His style choices identify Cruise as ‘well dressed’, rather than ‘short’, says Alan Au of Jimmy Au’s menswear of Beverly Hills, a known haunt of Cruise’s stylist. ‘The right fit conveys power and shows you’ve accepted who you are, physically. Cruise always wears a well tailored coat (lapels not too big or small) whether smart casual and his ‘relaxed’ is only just loose enough (too loose looks hand-me-down).’
Avoid boxy cuts and styles and bring attention up to the face and chest with a lighter top. Make sure only a quarter-inch of sleeve hem is showing from jackets. Cruise favours turtlenecks and Au agrees they work – ‘but avoid the chunkier styles. The three-quarter-necks are better. They are shorter and give the same effect – while still leaving you with a neck.’
‘I don’t invalidate it when I can’t do something…I say, ‘that’s interesting’ and go with it. It’s from there you get your energy.’

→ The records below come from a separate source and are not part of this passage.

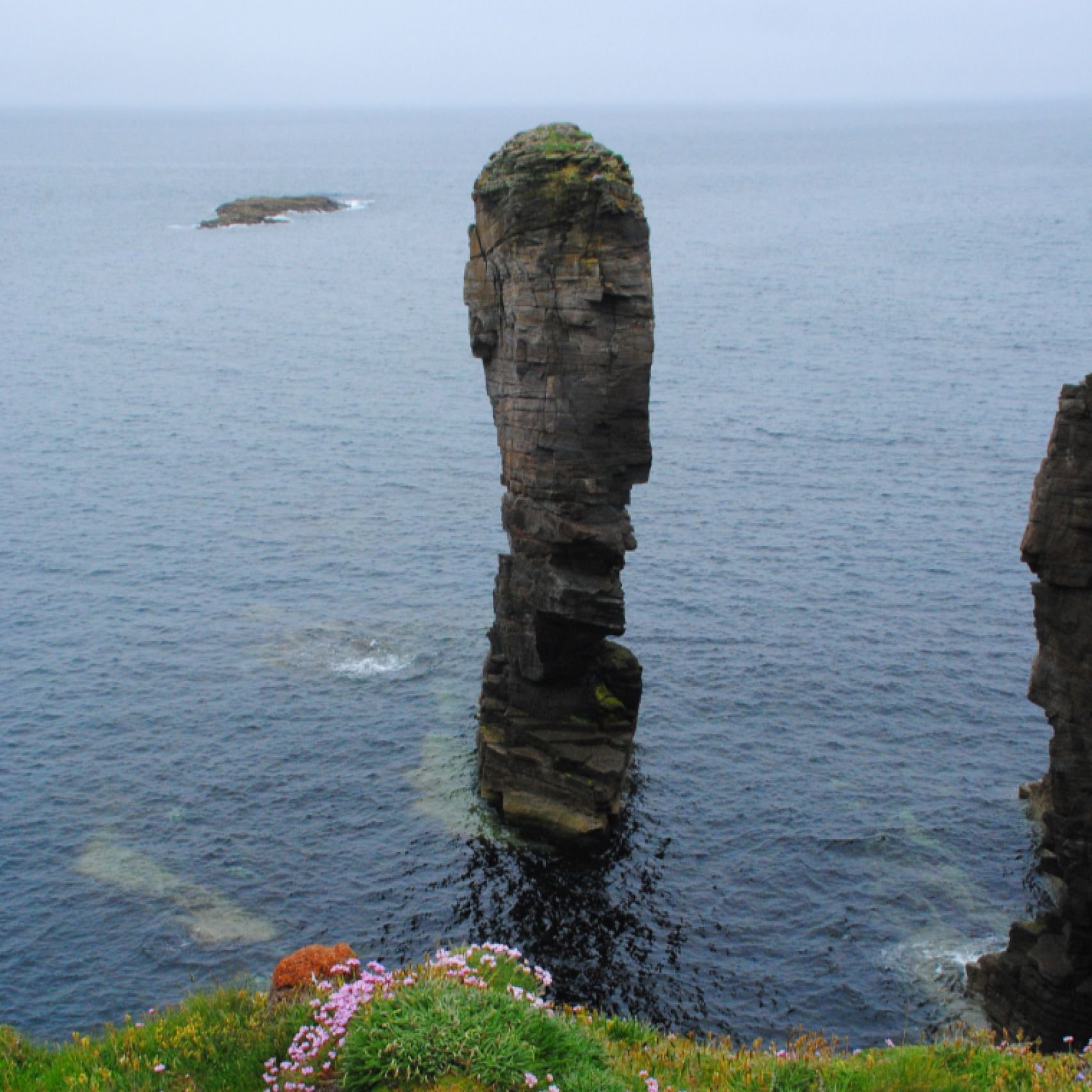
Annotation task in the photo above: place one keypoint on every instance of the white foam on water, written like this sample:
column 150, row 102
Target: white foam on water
column 373, row 663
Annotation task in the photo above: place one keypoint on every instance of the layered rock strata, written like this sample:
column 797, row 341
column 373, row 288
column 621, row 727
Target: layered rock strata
column 559, row 291
column 1042, row 983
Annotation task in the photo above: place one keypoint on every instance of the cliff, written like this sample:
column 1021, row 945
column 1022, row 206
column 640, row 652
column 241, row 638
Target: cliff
column 559, row 292
column 1043, row 981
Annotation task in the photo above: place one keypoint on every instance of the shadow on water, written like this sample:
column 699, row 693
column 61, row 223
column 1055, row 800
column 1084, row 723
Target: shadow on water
column 598, row 921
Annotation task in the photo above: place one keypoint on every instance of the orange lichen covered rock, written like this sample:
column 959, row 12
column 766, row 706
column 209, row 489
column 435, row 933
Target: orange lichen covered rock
column 312, row 965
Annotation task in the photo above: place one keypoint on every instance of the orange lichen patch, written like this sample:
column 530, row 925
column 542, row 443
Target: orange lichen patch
column 312, row 965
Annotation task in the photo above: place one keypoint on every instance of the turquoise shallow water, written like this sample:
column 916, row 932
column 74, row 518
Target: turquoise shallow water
column 250, row 517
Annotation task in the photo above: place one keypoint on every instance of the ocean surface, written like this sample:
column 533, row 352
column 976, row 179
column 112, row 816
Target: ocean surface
column 250, row 511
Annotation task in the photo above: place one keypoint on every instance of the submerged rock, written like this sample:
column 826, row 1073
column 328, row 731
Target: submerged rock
column 1042, row 982
column 559, row 291
column 267, row 210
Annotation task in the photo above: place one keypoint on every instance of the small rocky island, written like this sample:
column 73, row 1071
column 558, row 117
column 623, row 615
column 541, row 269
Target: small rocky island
column 559, row 291
column 1042, row 983
column 268, row 210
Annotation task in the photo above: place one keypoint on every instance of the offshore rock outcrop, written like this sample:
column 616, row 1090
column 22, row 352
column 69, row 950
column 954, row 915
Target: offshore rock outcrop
column 559, row 291
column 1042, row 982
column 268, row 210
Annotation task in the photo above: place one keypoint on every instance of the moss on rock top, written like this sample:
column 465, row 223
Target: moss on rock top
column 559, row 165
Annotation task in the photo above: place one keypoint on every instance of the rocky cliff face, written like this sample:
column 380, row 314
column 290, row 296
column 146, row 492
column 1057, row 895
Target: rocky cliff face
column 1043, row 981
column 559, row 291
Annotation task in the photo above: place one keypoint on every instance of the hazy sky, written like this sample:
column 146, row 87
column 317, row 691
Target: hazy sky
column 285, row 52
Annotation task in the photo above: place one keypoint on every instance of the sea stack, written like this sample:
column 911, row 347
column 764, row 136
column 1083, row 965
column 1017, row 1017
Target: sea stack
column 1042, row 983
column 559, row 291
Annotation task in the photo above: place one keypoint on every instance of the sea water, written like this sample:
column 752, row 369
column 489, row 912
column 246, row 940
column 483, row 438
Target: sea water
column 249, row 518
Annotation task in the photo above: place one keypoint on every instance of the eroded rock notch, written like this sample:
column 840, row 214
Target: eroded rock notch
column 1042, row 983
column 559, row 291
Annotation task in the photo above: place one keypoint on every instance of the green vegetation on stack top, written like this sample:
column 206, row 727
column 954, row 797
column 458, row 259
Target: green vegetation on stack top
column 475, row 1021
column 558, row 163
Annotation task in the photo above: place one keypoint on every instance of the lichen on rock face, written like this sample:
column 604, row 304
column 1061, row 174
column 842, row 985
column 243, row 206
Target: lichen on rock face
column 1042, row 982
column 559, row 292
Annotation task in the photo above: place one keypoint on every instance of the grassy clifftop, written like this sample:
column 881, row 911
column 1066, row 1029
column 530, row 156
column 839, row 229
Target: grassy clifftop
column 474, row 1021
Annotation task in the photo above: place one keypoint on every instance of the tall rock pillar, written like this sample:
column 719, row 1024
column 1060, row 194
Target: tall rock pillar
column 559, row 291
column 1042, row 982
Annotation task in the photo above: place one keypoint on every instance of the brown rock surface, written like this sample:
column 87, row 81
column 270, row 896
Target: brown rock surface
column 1042, row 982
column 559, row 291
column 309, row 965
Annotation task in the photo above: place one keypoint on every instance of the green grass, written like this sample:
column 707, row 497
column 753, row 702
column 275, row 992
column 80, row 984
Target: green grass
column 213, row 1042
column 474, row 1027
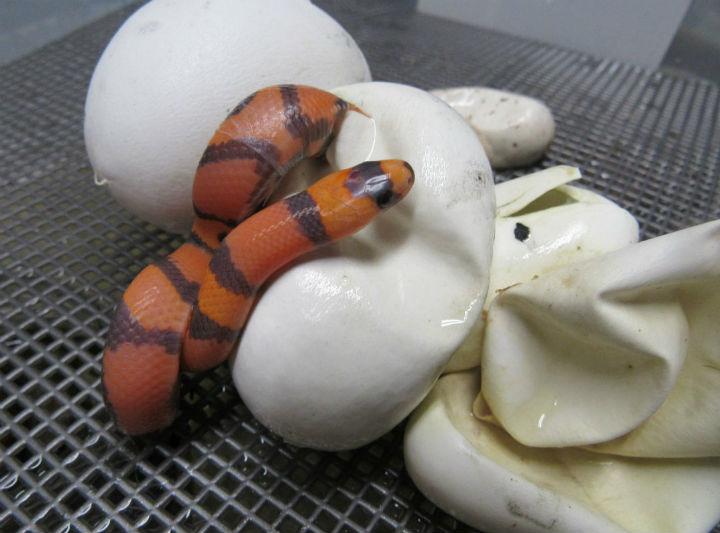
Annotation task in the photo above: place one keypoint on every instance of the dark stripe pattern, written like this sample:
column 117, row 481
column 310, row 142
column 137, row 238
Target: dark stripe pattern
column 305, row 211
column 369, row 180
column 267, row 168
column 186, row 289
column 202, row 327
column 300, row 125
column 124, row 329
column 263, row 151
column 227, row 275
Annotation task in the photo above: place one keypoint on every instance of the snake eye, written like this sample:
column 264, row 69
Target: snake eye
column 369, row 180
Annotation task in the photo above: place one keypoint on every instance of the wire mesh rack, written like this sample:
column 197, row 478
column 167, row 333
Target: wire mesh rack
column 648, row 140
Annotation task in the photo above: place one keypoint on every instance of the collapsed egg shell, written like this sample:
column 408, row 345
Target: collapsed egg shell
column 515, row 130
column 478, row 473
column 343, row 344
column 175, row 69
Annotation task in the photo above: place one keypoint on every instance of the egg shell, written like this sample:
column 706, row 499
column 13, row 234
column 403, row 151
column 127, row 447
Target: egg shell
column 476, row 472
column 344, row 343
column 174, row 70
column 624, row 345
column 515, row 130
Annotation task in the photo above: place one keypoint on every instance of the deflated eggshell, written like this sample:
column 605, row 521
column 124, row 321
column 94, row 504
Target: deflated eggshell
column 475, row 471
column 343, row 344
column 542, row 224
column 175, row 69
column 515, row 130
column 622, row 346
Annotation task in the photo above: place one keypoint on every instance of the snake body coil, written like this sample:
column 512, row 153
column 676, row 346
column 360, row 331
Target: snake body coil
column 187, row 310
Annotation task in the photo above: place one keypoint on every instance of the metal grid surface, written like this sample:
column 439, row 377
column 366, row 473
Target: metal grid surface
column 645, row 139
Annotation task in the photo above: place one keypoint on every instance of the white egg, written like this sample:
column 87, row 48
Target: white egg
column 175, row 69
column 515, row 130
column 342, row 345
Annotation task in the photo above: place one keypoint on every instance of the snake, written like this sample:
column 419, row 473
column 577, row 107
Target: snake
column 186, row 311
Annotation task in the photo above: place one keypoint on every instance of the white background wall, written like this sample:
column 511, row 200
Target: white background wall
column 635, row 31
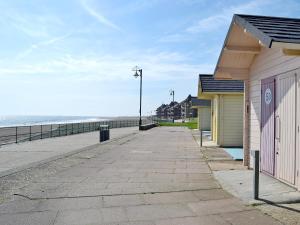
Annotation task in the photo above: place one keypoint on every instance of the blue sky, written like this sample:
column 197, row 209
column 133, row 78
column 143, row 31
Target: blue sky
column 74, row 57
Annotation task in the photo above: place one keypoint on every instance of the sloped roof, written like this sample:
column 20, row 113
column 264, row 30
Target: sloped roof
column 269, row 29
column 200, row 102
column 209, row 84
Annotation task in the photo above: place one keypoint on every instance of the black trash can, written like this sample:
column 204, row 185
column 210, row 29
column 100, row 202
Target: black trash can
column 104, row 133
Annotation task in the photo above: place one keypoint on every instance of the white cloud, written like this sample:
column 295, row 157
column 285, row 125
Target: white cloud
column 98, row 16
column 157, row 66
column 41, row 44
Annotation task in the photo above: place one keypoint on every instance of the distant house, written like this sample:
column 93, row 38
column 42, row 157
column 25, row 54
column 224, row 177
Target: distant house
column 264, row 52
column 160, row 111
column 174, row 110
column 227, row 107
column 187, row 112
column 203, row 107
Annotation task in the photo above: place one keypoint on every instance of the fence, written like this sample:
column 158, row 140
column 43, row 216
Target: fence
column 17, row 134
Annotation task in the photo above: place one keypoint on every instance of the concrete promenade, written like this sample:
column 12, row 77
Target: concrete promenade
column 15, row 157
column 156, row 177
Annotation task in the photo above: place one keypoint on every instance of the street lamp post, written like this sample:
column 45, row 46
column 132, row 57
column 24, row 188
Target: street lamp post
column 172, row 93
column 139, row 73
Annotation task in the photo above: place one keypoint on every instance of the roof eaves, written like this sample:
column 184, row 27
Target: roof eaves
column 265, row 39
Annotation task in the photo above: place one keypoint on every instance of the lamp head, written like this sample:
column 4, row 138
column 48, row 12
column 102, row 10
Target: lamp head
column 136, row 75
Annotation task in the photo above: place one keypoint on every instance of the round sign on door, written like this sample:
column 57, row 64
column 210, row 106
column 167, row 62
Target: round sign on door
column 268, row 96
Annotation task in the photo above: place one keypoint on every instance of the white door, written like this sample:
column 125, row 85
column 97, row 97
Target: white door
column 285, row 134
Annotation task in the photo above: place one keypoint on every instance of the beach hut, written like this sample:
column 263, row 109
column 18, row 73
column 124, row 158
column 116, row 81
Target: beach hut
column 226, row 109
column 264, row 52
column 203, row 107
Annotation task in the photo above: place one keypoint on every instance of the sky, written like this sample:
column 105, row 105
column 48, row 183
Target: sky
column 75, row 57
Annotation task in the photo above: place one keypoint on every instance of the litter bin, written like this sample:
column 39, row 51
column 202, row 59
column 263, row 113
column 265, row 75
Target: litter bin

Failures don’t floor Cruise; he uses them to reboot momentum and uncover more of his personal skill set. ‘Never avoid looking at why something went wrong – list all the reasons why it did as soon as you can,‘ says clinical psychologist Dr Abigael San. It could be a relationship or weight loss plan as much as the movie Vanilla Sky. ‘Failure leads to inaction. Planning goals as soon as possible restores a feeling of power and control. If you didn’t get a promotion, do all you can to find out why.’
Write notes in a special document or folder on your computer, analysing everything in detail. ‘Physicalising the reasons snaps us out of negativity. Now consider three things you can do immediately with this situation,’ he says. Set yourself a deadline of three months to action what you come up with. ‘Each little success along the way – a new responsibility at work; a date with somebody new – will reframe that initial ‘fail’ as a catalyst to self-development,’ adds Write.
The Tom Cruise Diet
Cruise has previously been linked to a daily diet consisting of a just 1200 calories, grilled foods and a noticeable absence of carbohydrates.
It doesn’t sound nearly enough fuel for the ultra-active short stack, but it’s probably his youth elixir. Carbs generate insulin – an ageing hormone, says nutritional scientist Dr Paul Clayton, author of Health Defence. ‘They become glucose molecules in the body, damaging muscle and skin tissues which causes ageing,’ he says. Clayton recommends fermentable carbs like legumes and pulses, which produce less insulin than digestible carbs like grains and spuds. If you must have your cake, eat it all in one meal only; a single insulin surge is less damaging than regular carb-snacking.
Chronic tissue inflammation also speeds up ageing. Avoid it by cooking at low temperatures (ie grilling), and increase anti-inflammatory nutrients like flavonoids (from onions, say, or citrus fruits), isoflavones (from soy) and 1316 beta-glucan (found in brewer’s yeast supplements). Cue that youthful Cruise appearance: you’ll have her – hell, everyone – at hello.